I know what I value now. I value time with my daughter and my husband. That takes priority above all. I value writing and I value reading what I want. But I also value the connections that social media gives to me, the pride I feel over a particularly well-crafted blog post or book review. And I especially value the friends that I made along the way. I can’t give that up for a month, and I don’t want to. Because I still need to make time for me, still need to value what I love and what gives me fulfillment.
What it all comes down to is balance. I realize now that the instant gratification of social media can become a bit of an addiction, especially when you’re checking it multiple times a day. So I cut down. That’s sensible, not black and white.
I can still be a mother, a wife, and a librarian without giving up the connections and the blogging that I love. It’s just time for moderation, to always check in with myself about what I value.
So, anyway, I’m back!
Have you ever had trouble balancing social media with real life?
J Shore says
Wow that really hits home with me right now. I too am striving for that balance only to have the rug jerked out from under me. I asked someone that I considered a Twitter friend why they had blocked me.

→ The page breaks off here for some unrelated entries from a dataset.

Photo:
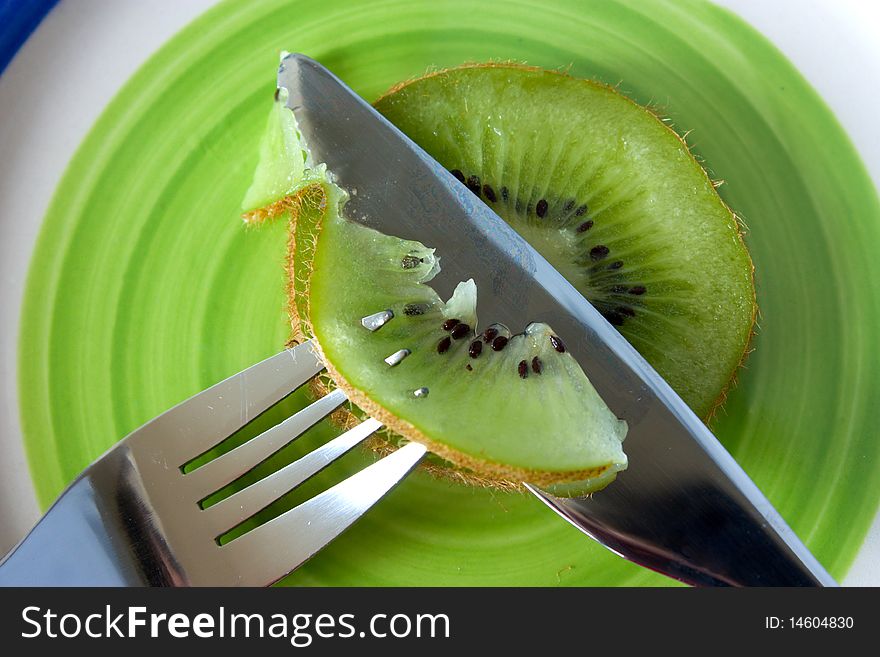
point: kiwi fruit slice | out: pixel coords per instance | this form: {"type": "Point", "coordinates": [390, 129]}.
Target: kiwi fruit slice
{"type": "Point", "coordinates": [507, 408]}
{"type": "Point", "coordinates": [611, 196]}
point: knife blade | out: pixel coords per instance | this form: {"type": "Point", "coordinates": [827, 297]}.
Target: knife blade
{"type": "Point", "coordinates": [684, 507]}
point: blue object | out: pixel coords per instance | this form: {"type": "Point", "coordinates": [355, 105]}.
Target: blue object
{"type": "Point", "coordinates": [18, 18]}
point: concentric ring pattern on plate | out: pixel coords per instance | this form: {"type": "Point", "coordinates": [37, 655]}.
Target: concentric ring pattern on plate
{"type": "Point", "coordinates": [145, 288]}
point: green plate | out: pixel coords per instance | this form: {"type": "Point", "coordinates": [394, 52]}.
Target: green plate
{"type": "Point", "coordinates": [145, 288]}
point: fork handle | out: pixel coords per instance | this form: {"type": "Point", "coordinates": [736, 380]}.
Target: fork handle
{"type": "Point", "coordinates": [73, 545]}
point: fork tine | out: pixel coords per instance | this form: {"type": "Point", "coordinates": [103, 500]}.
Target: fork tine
{"type": "Point", "coordinates": [240, 506]}
{"type": "Point", "coordinates": [196, 425]}
{"type": "Point", "coordinates": [269, 552]}
{"type": "Point", "coordinates": [228, 467]}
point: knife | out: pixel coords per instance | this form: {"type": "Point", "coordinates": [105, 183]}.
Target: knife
{"type": "Point", "coordinates": [683, 507]}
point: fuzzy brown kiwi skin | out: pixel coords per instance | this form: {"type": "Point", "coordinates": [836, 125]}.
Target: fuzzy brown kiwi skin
{"type": "Point", "coordinates": [738, 222]}
{"type": "Point", "coordinates": [469, 470]}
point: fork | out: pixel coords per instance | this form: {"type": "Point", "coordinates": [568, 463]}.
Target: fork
{"type": "Point", "coordinates": [134, 517]}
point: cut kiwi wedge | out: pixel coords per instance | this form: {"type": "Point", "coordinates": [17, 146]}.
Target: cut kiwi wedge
{"type": "Point", "coordinates": [611, 196]}
{"type": "Point", "coordinates": [508, 408]}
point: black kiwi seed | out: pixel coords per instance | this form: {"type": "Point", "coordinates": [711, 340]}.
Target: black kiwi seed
{"type": "Point", "coordinates": [414, 309]}
{"type": "Point", "coordinates": [410, 262]}
{"type": "Point", "coordinates": [499, 343]}
{"type": "Point", "coordinates": [473, 183]}
{"type": "Point", "coordinates": [541, 208]}
{"type": "Point", "coordinates": [599, 251]}
{"type": "Point", "coordinates": [460, 330]}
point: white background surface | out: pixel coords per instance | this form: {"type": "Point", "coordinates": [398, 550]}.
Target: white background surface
{"type": "Point", "coordinates": [85, 50]}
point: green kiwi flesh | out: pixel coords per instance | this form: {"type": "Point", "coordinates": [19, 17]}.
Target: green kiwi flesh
{"type": "Point", "coordinates": [611, 196]}
{"type": "Point", "coordinates": [509, 410]}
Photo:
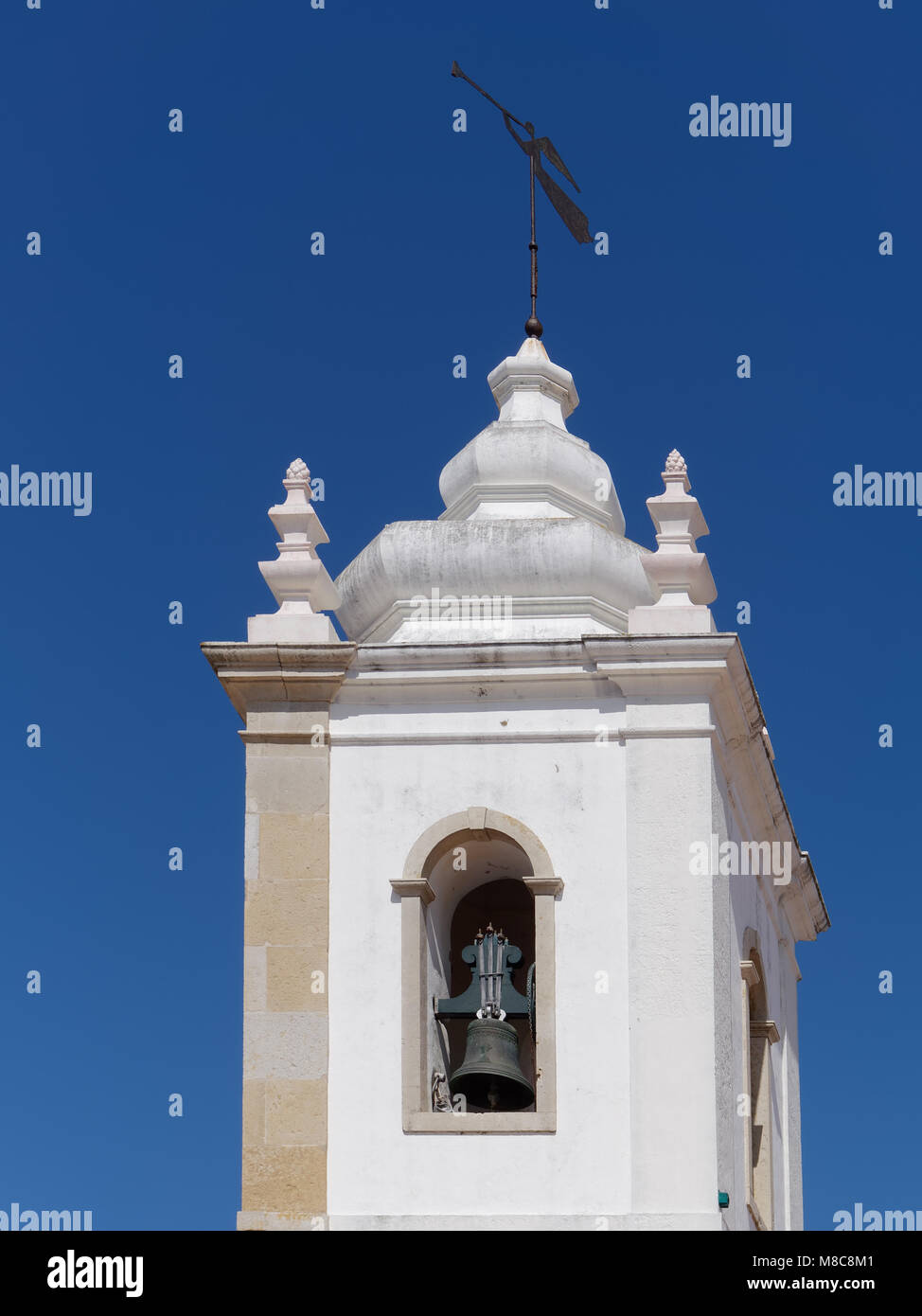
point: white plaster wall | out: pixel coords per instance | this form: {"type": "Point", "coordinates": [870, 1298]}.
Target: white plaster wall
{"type": "Point", "coordinates": [381, 799]}
{"type": "Point", "coordinates": [674, 1140]}
{"type": "Point", "coordinates": [753, 908]}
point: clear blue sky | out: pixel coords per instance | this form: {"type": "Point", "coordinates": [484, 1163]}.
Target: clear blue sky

Seems a number of people thought I was rude & inappropriate. I wish they'd told me sooner. I don't mean to make anyone uncomfortable. So I'm reevaluating my entire social media lifestyle too.
Ringo the Cat says
Great to have you back, Jen. My own daughter is 4 and when she was a baby she was not an easy baby. In that way reading and then writing about it, seeing what other people thought about the books I read too, is what actually kept me sane! Social media can be addicting, but if you use it for the right reasons and if you get to know some great people through it, then the cold-turkey method is bound to be thrown back into your face.
Anyway, looking forward to reading you again, Jen!
Kristi C. says
I definitely know where you are coming from, Jen. It has been a couple months since I posted on my blog, and every time I looked at it I thought it was just "one more thing" on a long to-do list. However, writing is important to me too, for many of the same reasons as you. I am looking forward to seeing you post again!
Mari says
I think many of us can relate to the problem that is finding the right balance with real life and socializing online. I feel under a lot of pressure right now, as I have a pile of ARCs to review. I need to find a way to stop nagging myself about it, but it is difficult. With two kids(our youngest is 15 months old) I don't have enough time to read all the books that all of a sudden just is there in my mailbox(Netgalley I can only blame myself for).
Lovely to have you back!
Liz says
As someone who is about to finish graduate school for library science, I really appreciate this post. I started my blog after graduating from college in 2010. I was unemployed, but knew I wanted to take the GREs and apply to library school. Plus, I'd been lurking for a while and chatting with some bloggers on GoodReads.
My blog isn't nearly as active in graduate school. I post only a few times a month, and can't handle blog tours because things are just so crazy. So I just do what I can when I can, because my education and launching my career are my top priority. I respect you a lot for openly admitting that blogging is not your first priority, and am glad that I still get to talk to you!
Elizabeth Fama says
Whenever you have the energy to post, I'll be glad to read it!